Joaquim Freitas explica preto no branco donde vem o candidato, agora presidente, de quem nunca ninguém tinha ouvido falar. Excepto talvez a propósito da famigerada lei Macron dos despedimentos/flexibilização. Qual a governabilidade que Macron vai pois trazer? Mais do mesmo? Que credibilidade deve merecer alguém que, no mínimo, tira partido do caso François Fillon que não fez nada de ilegal, que pode ter feito algo que a maioria da população considera imoral, o que não é a mesma coisa. O papel do Estado é o de punir o crime e não o pecado, uma vez que este tem a ver apenas com a consciência de cada um. O candidato Fillon pode ter cometido um pecado, mas em nenhum caso, cometeu um crime, porque o que fez estava autorizado por lei.
Pelo contrário, se alguém utilizou a justiça, ou os media, para distorcer os resultados da eleição, então isto é certamente um crime e todos deveriam ir para a cadeia se for possível prová-lo. Se a realidade é que se pode levar Fillon a tribunal, embora sendo certo que, eventualmente, não haverá necessidade, uma vez a eleição passada, e se os meios de comunicação se juntam à matança uma vez que todos eles estão dependentes dos membros proeminentes da sociedade, então provavelmente é saudada a chegada triunfal de um homem "novo", sem história pessoal, sem se ter nenhuma ideia dele, de que ninguém sabe de onde veio, deixando para trás um homem honrado destroçado, com a sua família, à beira da estrada. A ver em Junho como falarão os franceses nas eleições legislativas.
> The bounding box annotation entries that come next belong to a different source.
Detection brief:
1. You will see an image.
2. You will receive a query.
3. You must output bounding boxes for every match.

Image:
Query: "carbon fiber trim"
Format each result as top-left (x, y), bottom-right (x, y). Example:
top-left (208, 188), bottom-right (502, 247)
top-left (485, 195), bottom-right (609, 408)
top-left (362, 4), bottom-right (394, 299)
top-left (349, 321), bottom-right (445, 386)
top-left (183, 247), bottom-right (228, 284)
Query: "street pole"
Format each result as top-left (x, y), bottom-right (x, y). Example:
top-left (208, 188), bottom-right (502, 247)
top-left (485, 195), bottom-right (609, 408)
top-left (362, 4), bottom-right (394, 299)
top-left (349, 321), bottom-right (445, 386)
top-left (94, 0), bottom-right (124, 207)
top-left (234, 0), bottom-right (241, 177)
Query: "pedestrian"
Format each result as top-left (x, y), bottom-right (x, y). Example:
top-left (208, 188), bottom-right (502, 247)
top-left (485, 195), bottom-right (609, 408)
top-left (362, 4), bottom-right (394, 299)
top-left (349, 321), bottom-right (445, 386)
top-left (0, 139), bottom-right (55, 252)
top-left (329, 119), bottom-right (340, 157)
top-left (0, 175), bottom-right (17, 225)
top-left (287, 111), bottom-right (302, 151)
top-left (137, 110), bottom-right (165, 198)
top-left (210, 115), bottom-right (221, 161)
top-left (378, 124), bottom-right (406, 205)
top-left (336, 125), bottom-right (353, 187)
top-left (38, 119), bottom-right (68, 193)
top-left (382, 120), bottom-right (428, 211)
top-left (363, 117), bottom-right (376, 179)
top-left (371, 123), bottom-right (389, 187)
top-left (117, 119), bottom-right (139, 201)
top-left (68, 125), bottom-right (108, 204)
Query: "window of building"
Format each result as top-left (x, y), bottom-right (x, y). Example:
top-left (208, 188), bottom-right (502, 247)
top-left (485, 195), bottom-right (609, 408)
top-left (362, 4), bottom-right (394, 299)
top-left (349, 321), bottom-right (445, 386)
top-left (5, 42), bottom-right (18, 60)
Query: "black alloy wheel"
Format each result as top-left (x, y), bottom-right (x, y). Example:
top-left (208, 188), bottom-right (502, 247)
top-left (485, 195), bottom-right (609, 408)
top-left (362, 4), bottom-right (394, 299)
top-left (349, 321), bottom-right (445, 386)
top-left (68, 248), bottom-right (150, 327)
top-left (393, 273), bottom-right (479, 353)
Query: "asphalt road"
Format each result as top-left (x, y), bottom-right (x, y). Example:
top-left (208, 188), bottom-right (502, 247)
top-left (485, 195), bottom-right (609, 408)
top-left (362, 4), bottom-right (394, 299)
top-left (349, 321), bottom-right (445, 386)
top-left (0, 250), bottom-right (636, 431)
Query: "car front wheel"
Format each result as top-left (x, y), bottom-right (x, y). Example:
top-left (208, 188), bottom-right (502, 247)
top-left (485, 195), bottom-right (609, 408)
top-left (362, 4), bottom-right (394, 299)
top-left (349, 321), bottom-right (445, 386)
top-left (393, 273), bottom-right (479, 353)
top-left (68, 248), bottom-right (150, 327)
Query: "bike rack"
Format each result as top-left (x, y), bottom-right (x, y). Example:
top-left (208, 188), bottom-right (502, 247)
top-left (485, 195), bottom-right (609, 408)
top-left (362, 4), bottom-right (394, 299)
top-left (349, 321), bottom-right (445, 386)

Joaquim de Freitas disse...

Anonimo das 20:19 : Tem razao, esqueceu-me de os notar, mas conhecia. Obrigado. Cumprmentos.

Joaquim de Freitas disse...

O comentador anónimo nostálgico das 21:28 confunde a lista "Estaline" com a lista McCarthy
Como vivo em França , como todos aqueles da minha lista, não corremos o mesmo risco que Charlie Chaplin nos EUA .

Anónimo disse...

Não sou nostálgico, não percebeu a ironia....pensamentos encaixotados/nostágicos são os seus....
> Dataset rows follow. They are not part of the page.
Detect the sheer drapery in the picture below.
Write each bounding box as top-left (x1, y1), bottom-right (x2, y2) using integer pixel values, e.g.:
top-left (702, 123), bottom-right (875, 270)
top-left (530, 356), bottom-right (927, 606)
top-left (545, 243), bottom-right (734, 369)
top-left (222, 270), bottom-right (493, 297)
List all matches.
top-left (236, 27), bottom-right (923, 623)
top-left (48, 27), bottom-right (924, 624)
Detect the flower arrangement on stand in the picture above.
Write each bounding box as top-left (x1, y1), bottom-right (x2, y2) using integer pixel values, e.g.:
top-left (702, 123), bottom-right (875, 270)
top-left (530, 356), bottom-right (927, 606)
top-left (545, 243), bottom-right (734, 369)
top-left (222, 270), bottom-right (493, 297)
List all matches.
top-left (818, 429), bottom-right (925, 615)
Joaquim de Freitas disse...

Até é capaz de ter razão : talvez não tivesse percebido que havia uma ironia no que escreveu... Desculpe.

Vou continuar "encaixotado" com os meus pensamentos, que neste momento são compartilhados com mais ou menos 18 milhões de Franceses...

Joaquim de Freitas disse...

Desculpem por favor, mas que se passe tanto tempo a discutir dum tema que ninguém poderá afirmar com certeza a sua existência, enquanto que, desde o instante exacto em que o Senhor Embaixador escreveu sobre o sujeito, morreu, de fome, segundo a FAO, uma criança todos os 6 segundos, o que representa 5 milhões de crianças mortas por ano, por esta razão particularmente revoltante, mas que 886 milhões de adultos morrem pela mesma razão, durante o mesmo tempo, acho que se ultrapassou o limite da decência.

A humanidade desde tempos imemoriais que cultivou cereais. Mas há uns tempos para cá decidiu de os dar a comer aos animais, em vez dos humanos que morrem de fome.

Raio de mundo, onde temos bastante religião para nos odiar, mas não que chegue para nos amarmos uns aos outros.